4

I'm doing the first project euler problem and I just did this

#include <iostream>
using namespace std;

int main(){

int threes =0;
int fives = 0;
int both = 0;
for (int i = 0; i < 10; i++){
      
       if(i%3==0){
   threes += i;
   }
  
       if(i%5==0){
   fives += i;
   }
   
      if ( i % 5 == 0 && i % 3 == 0){
      both += i;
  }

}

cout << "threes = " << threes << endl;
cout << "fives = " << fives << endl;
cout << "both = " << both << endl;

cout << " threes + fives - both = " << endl;
int result = (threes + fives) - both;
cout << result<< endl;

return 0;
}

My professor recently corrected me for doing this in a different problem saying something about else statements, but I don't understand WHY i have to add else in front of the next if. for what its worth I have another version with else if(i%5){ fives += .... } and they both work and get me the right answer.

My question is whats inherently wrong with this way of thinking, is it stylistic or am I not thinking logically about something?

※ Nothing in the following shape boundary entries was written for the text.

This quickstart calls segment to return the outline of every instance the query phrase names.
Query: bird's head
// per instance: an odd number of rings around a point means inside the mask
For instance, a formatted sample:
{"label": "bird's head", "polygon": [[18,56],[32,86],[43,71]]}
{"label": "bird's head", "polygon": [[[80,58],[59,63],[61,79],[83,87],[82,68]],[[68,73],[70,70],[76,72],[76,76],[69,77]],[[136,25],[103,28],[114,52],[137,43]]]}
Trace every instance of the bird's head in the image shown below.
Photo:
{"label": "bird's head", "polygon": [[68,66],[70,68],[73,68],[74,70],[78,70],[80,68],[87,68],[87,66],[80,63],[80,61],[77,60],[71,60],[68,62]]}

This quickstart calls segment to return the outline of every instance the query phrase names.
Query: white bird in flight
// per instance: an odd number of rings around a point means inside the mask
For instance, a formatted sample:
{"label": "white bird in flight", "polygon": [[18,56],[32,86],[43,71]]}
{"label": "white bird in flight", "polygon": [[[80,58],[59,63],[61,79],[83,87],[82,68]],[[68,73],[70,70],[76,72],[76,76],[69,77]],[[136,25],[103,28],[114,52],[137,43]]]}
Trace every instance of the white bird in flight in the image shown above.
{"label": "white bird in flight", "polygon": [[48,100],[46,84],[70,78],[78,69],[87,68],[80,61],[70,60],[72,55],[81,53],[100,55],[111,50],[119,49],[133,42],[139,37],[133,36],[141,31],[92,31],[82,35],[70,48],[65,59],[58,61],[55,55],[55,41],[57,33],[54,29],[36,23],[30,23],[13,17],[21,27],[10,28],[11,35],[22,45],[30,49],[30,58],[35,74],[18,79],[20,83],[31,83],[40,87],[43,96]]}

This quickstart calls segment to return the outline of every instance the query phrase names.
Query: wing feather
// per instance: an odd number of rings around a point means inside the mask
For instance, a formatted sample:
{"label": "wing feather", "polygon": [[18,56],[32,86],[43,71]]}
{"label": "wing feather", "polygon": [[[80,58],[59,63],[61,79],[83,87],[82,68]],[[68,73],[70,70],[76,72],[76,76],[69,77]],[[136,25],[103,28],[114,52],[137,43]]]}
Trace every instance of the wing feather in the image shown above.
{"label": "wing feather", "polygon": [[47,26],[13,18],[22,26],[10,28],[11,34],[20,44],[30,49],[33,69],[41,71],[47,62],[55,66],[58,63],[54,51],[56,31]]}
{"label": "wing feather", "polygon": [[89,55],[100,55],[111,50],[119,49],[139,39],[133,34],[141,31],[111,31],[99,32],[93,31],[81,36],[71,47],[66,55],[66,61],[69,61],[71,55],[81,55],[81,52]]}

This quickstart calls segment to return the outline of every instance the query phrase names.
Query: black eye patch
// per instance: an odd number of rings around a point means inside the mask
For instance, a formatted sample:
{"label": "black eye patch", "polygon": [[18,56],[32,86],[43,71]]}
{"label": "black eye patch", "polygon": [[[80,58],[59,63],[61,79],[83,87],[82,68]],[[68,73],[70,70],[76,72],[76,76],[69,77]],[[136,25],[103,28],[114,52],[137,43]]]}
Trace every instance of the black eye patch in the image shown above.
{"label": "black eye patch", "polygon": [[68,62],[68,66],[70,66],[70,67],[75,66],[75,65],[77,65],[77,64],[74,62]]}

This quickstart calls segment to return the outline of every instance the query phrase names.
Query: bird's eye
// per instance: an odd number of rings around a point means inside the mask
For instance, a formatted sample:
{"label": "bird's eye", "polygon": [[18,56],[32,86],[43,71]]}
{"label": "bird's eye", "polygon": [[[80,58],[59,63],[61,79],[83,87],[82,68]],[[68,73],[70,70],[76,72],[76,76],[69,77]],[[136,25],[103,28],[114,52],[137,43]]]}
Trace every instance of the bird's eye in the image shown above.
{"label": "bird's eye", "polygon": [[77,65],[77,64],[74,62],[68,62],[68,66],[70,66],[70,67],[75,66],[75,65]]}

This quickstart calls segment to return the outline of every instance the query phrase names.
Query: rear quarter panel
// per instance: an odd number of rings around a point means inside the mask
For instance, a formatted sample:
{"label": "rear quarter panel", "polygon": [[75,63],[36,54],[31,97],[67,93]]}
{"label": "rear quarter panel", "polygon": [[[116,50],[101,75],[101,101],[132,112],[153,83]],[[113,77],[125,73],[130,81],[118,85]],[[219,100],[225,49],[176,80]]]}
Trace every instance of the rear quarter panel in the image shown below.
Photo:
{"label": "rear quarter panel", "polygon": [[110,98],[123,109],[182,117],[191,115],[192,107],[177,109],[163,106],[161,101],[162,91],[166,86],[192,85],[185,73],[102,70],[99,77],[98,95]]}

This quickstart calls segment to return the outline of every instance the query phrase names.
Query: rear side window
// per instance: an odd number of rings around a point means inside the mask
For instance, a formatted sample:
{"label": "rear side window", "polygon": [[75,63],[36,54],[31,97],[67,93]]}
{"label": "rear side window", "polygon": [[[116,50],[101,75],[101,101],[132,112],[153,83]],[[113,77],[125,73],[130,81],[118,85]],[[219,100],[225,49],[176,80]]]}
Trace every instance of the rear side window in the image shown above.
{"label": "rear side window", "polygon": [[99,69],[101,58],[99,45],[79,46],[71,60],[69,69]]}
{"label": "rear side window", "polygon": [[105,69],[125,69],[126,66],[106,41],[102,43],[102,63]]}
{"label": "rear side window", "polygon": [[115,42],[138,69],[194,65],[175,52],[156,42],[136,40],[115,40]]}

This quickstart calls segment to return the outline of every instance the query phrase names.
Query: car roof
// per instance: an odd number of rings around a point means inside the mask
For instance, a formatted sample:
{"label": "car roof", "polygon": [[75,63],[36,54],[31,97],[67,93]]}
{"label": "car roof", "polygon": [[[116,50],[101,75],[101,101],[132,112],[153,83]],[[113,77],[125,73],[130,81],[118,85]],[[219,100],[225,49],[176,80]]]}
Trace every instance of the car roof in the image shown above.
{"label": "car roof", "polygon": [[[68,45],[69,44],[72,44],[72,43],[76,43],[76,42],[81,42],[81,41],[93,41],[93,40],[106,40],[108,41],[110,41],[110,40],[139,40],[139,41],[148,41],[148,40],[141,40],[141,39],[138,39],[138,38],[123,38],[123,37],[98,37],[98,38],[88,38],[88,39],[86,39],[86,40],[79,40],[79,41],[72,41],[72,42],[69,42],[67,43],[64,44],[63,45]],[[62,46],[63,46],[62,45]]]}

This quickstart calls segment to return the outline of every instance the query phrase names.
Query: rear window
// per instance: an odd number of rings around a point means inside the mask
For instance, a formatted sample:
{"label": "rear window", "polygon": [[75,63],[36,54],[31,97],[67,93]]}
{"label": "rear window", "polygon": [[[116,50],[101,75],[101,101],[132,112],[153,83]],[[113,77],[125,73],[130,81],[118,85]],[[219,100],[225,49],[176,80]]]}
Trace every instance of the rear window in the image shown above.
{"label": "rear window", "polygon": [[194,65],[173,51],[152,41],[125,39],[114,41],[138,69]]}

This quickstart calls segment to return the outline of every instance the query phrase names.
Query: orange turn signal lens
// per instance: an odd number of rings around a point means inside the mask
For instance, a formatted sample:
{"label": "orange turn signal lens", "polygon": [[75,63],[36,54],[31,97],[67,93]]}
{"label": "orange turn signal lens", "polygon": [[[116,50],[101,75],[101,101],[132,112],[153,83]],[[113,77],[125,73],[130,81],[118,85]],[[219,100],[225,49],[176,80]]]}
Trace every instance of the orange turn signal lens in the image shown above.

If it works, why use switch statements ever?

1
  • Based on the question: I bet that you are not supposed to increment both if you also increment three and five. i.e. each time through the loop only one variable needs to be incremented. Jun 5, 2011 at 15:21

5 Answers 5

5

The only thing that I see wrong with your implementation is that in the case where the number is both a multiple of 3 and a multiple of 5 not only is the both variable incremented but the fives and threes variables are also incremented. Based on what the professor described I believe he wants you to use an else-if so that the both variable is the only one that is incremented when you pass in a number that is both a multiple of 3 and a multiple of 5.

The reason you get the correct answer both ways is because you are only going to 10 in the for loop, if you increase it to i <= 15 you will get fives and threes being 1 higher than I think he intended.

For example:

for( int i = 0; i < 10; i++ )
{
   if( ( ( i % 3 ) == 0 ) && ( ( i % 5 ) == 0 ) )
   {
      both++;
   }
   else if( ( i % 3 ) == 0 )
   {
      threes++;
   }
   else if( ( i % 5 ) == 0 )
   {
      fives++;
   }
}
1
  • the professor comment I made was for a different problem. I actually don't need the both variable at all. My final implementation is if ( i % 3 == 0 ){ threes += i ; } else if ( i % 5 == 0 ) { fives += i; } I don't need both because a number like 15 will be true for the 3 part and thus skip the 5 statement, so all numbers are only being counted once. its weird cause I've had three ideas/implementations and they've all given me the correct answer...
    – Dave2081
    Jun 5, 2011 at 8:36
3

The else branch in an if-else statement is only executed if the if branch is false. If you just have two if statements in a row, they'll both be executed, which can be a waste. In the below code, the else prevents the second computation from running if the first is satisfied.

if (expensive_computation1()) {
  ...
}
else if (expensive_computation2()) {
  ...
}

Additionally, it's clearer to humans reading the code whether both if statements should be allowed to run or whether only one should.

0
2

In this case, maybe you really want this:

if (i % 5 == 0 && i % 3 == 0) {
    both += i;
} else if (i % 3 == 0) {
    threes += i;  
} else if (i % 5 == 0) {
    fives += i;
}

(why you do += i instead of ++ I don't know but you didn't explain, so I just copied it)

In your code, threes and fives were incremented even if it would also increase both, which depending on your problem may not be what you want. If you do the if/else way I've just presented, only one of the three variables is increased.

1
  • the original question was, "Find the sum of all the multiples of 3 or 5 below 1000". I want to add the numbers up not keep track of how many there are, which is why did += . I actually got rid of the both idea. didn't need it. thanks though, everyones answer has helped
    – Dave2081
    Jun 5, 2011 at 8:40
1

Why use if-else instead of multiple if's?
if-else & if would achieve the same results but if-else achieves them in a performance enhanced way. with multiple if's every if condition will have to be checked. With if-else only one conditional check will have to be performed and the rest of the conditions just don't need to be checked at all.

This would not affect a small program like the one you have but it will sure have some impact in potentially expensive function being called repeatedly over and over again.

If it works, why use switch statements ever?
With nested if-else conditions the code is hard to read and understand. The switch-case construct helps to represent the conditions in a much easier to read & understand format.

0

To me it looks like stylistics. You can use some autoreformating tool that follows certain established stylistic look (K&R, ANSI, GNU, etc.)